Allison Green is best known as the author of the popular career advice website Ask A Manager. The online column has a lot of basic practical advice about how to find a job, keep a job, manage people, and deal with workplace conflicts. There are also lots of stories about workplace drama, including colleagues who steal your lunch and bosses who tape employee’s mouths shut during meetings if they don’t like the ideas being shared. Unsurprisingly, she’s decided to turn some of the lessons she has learned from this website (as well as her own career) into a book.
Compared to the online column, the focus of the Ask A Manager book is more on everyday workplace questions and challenges. The book is divided into four sections: conversations with your boss, conversations with coworkers, conversations with interviewers, and conversations when you are the boss. Each of these sections is informative, even ones like job searching or being the boss that may not be relevant to your current situation. Green does a nice job of balancing a willingness to take the perspectives of others (maybe your boss’s decisions seem illogical because you don’t have access to all of the information she has) with a clear sense of fairness and knowledge of which aggravations are a normal part of working life and which merit a serious conversation with HR or a possible job change.
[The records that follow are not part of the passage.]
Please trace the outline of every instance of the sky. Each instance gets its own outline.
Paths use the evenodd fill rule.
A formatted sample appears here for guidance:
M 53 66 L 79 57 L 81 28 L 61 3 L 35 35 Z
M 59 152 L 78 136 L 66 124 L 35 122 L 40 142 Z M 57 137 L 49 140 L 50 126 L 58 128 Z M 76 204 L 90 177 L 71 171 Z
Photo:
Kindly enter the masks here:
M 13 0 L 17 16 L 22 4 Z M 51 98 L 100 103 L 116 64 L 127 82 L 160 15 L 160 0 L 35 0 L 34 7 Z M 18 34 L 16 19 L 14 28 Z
One of the most useful aspects of the book is that Green offers specific scripts for certain situations, such is when you want more feedback, feel you’re being micromanaged, or cried in front of your boss. Taking the book as a whole also gives a good sense of how to think about the workplace, including the importance of maintaining boundaries and not over-identifying with your job as a source or identity or personal worth. For these reasons, the book can be useful for readers at any career stage, but is especially useful for new grads or anyone entering the world of work for the first time.